There's a credible case for allowing people to sign away future opportunities in return for compensation in the present day, even if their counterparty has excessive leverage in that negotiation. I don't believe it, but I wouldn't think less of you if you do. There's no credible case for the moral righteousness of secret conspiracy against one's own employees' interests which acts to implement a term that you cannot ask for and expressly deny having sought.
It's structurally similar to abuse of overtime. I happen to think you should be allowed to trade more than 40 hours a week in return of an amount of money you find motivational, if that floats your boat. In some jurisdictions, that is illegal. Even if you disagree with that policy, if you're negotiating a contract in those jurisdictions, you're going to assume as part of your offer that you're only agreeing to 40 hours a week for the same reason you assume that negotiating a contract will not secretly obligate you to give them your kidney. If they then stick you with more than 40 hours a week, that's an abuse, even if you don't agree with the law: if you had been aware of the work routinely requiring more than 40 hours, you would have priced that in, but instead you priced it on the assumption of 40 hours in the mistaken belief that that was an externally imposed maximum.

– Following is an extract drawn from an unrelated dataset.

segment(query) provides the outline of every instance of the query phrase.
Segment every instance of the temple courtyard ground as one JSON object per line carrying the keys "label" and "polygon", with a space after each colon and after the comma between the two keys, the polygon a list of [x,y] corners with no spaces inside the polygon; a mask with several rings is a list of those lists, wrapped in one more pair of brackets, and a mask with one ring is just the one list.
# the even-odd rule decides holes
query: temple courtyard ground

Those are fair points, although I did qualify my statement with "In the absence of fraud". If the employment agreements forbid the behavior then that would be a clear case of fraud. When it comes to implied expectations, I'm not sure it's so clear. My understanding is that bilateral agreements with no-hire stipulations are not explicitly illegal, although the court may rule a specific agreement is depending on how it affects competition in a market. So how many employees actually assumed no non-hire agreements when they signed on and was that a reasonable assumption? I think that's a difficult question to answer.

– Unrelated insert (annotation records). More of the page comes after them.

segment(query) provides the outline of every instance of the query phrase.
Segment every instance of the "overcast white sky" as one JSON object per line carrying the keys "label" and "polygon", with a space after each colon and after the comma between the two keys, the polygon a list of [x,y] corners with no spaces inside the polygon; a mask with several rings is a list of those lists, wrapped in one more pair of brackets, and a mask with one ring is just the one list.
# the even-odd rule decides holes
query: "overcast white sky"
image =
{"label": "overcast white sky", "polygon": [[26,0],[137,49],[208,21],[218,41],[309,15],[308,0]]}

Either way, I hate that the focus is on the "letter of the law". If this were a patent troll case, or Hollywood copyright, or if SOPA had passed, how many people here would be demanding damages or jail time from the defendants? They would be guilty of breaking the law just the same, and the plaintiffs could also claim that they need to be compensated for their losses (cost of filing for patent, "lost revenues" from pirated material, etc.)
I have to say, though, that my initial post was poorly worded. As I was writing it, in my mind, I thought I was railing against antitrust laws in general and describing how non-hire agreements in the abstract were victimless crimes. Reading those statements again, it seems more like I'm just talking about this particular case. That's totally my fault, I apologize for that. I tend to get worked up about issues like this and have to do a better job of choosing my words, or even stop myself from ranting in the first place.
There's a credible case for allowing people to sign away future opportunities in return for compensation in the present day, even if their counterparty has excessive leverage in that negotiation. I don't believe it, but I wouldn't think less of you if you do. There's no credible case for the moral righteousness of secret conspiracy against one's own employees' interests which acts to implement a term that you cannot ask for and expressly deny having sought.
It's structurally similar to abuse of overtime. I happen to think you should be allowed to trade more than 40 hours a week in return of an amount of money you find motivational, if that floats your boat. In some jurisdictions, that is illegal. Even if you disagree with that policy, if you're negotiating a contract in those jurisdictions, you're going to assume as part of your offer that you're only agreeing to 40 hours a week for the same reason you assume that negotiating a contract will not secretly obligate you to give them your kidney. If they then stick you with more than 40 hours a week, that's an abuse, even if you don't agree with the law: if you had been aware of the work routinely requiring more than 40 hours, you would have priced that in, but instead you priced it on the assumption of 40 hours in the mistaken belief that that was an externally imposed maximum.